When I run this test I get the problems that I have been describing. As far as I can tell the more separate http post requests I make the more instances of the class org.geotools.xml.impl.SchemaIndexImpl, and others I get. I believe if you run the same tests you will see the same thing but I cannot be sure about that. If you need to know anything else to help you run your own tests or, if for some reason you cannot reproduce the memory leak then let me know. Thanks for all your help so far.
Brett
-----Original Message-----
From: Justin Deoliveira [mailto:jdeolive@anonymised.com]
Sent: Thursday, September 11, 2008 5:44 PM
To: Levasseur, Brett
Cc: 'Gabriel Roldán'; geoserver-users@lists.sourceforge.net; David R Robison
Subject: Re: FW: [Geoserver-users] Memory Leak
Hi Brett,
Thanks for the info... I think this makes sense. I believe the adapter
the index attaches to the schema needs to be removed on index disposal.
That or the index should be reused and not continually recreated.
Is there a jira issue open for this? If not we should create one.
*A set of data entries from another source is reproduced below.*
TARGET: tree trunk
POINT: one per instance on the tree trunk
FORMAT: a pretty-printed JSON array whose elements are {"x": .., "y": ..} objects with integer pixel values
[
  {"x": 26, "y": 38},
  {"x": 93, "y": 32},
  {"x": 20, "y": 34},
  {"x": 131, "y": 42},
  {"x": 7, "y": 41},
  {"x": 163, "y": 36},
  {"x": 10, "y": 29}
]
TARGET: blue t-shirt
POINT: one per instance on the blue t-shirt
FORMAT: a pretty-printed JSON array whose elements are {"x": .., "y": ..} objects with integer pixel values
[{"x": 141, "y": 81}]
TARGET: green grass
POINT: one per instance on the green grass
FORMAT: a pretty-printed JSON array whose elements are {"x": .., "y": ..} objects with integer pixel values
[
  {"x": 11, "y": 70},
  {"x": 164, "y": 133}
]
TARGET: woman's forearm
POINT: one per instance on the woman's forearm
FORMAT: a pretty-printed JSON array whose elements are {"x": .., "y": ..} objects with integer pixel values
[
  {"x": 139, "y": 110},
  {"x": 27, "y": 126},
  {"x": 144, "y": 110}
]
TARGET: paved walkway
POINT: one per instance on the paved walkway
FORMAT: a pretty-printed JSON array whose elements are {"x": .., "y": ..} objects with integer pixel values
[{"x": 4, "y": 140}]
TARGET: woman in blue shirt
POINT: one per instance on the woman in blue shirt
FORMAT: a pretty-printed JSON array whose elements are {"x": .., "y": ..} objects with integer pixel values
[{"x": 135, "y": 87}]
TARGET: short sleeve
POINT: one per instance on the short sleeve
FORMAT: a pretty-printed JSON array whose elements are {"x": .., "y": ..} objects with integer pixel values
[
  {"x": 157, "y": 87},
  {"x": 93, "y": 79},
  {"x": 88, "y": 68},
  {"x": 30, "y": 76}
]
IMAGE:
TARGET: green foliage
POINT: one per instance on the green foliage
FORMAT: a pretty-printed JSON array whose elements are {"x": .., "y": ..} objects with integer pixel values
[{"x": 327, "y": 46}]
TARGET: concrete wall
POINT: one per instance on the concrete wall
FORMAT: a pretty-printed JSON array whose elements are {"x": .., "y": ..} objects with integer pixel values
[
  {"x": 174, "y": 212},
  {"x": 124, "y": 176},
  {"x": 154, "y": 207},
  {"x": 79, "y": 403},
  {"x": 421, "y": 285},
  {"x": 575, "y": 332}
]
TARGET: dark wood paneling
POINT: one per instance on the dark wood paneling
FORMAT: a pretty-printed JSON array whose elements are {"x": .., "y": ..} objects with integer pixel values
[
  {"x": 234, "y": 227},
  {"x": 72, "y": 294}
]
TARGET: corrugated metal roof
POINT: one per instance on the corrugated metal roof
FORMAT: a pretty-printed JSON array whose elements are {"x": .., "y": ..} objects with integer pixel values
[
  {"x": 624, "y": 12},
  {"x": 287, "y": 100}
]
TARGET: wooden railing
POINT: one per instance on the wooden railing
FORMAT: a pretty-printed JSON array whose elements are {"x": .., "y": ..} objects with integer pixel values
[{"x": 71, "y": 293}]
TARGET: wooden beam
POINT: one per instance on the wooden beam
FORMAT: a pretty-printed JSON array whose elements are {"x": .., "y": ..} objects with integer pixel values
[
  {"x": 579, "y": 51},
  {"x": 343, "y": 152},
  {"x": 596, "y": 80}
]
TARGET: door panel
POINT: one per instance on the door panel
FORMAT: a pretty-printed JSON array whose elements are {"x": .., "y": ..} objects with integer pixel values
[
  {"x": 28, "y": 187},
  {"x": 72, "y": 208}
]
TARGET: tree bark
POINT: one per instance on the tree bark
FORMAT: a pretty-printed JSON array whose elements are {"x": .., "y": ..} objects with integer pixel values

Also how are you running a load on GeoServer during profiling? Are you
using an automated tool? Some script you wrote? etc... It might save
some time if i could reuse your setup.
-Justin
Levasseur, Brett wrote:
Gabriel & Justin,
I just found a feature in Yourkit called 'GC Roots', which is supposed to give better information for finding memory leaks by showing why an object is retained in memory. I used this on the class org.geotools.xml.implSchemaIndexImpl and got the following, I hope this helps a little more.
org.geotools.xml.impl.SchemaIndexImpl
org.geotools.xml.impl.SchemaIndexImpl$SchemaAdapter
org.eclipse.emf.common.notify.impl.BasicNotifierImpl$EAdapterList
org.eclipse.xsd.impl.XSDSchemaImpl
org.geoserver.wfs.xml.v1_1_0.WFSSchemaLocator
org.geoserver.wfs.xml.v1_1_0.WFSConfiguration
I had found most of these classes before when I sent my last email, but using the 'GC Roots' feature also highlighted the last two classes in the list above that I had not noticed before.
Brett
-----Original Message-----
From: Levasseur, Brett
Sent: Wednesday, September 10, 2008 11:51 AM
To: 'Gabriel Roldán'; Justin Deoliveira
Cc: David R Robison; geoserver-users@lists.sourceforge.net
Subject: RE: [Geoserver-users] Memory Leak
Gabriel & Justin,
I have used Yourkit to collect some more information. I made two snapshots of the heap while running my tests. In Yourkit I used the Inspections feature and ran the tests under 'Possible leaks'. The 'Lost SWT Controls' test returned nothing. The 'Objects Retained by Inner Class Back References' test did return a few classes. Between the first and the second snapshot the classes that the test returned and the number of instances were the same for all but one. In my first snapshot the class org.geotools.xml.impl.SchemaIndexImpl appeared 470 times taking up 15% of the heaps retained size. In my second snapshot this class appeared 940 times taking up 25% of the heaps retained size. All of the instances of this class were made up of an array of org.eclipse.xsd.XSDSchemaImpl objects and three HashMap objects.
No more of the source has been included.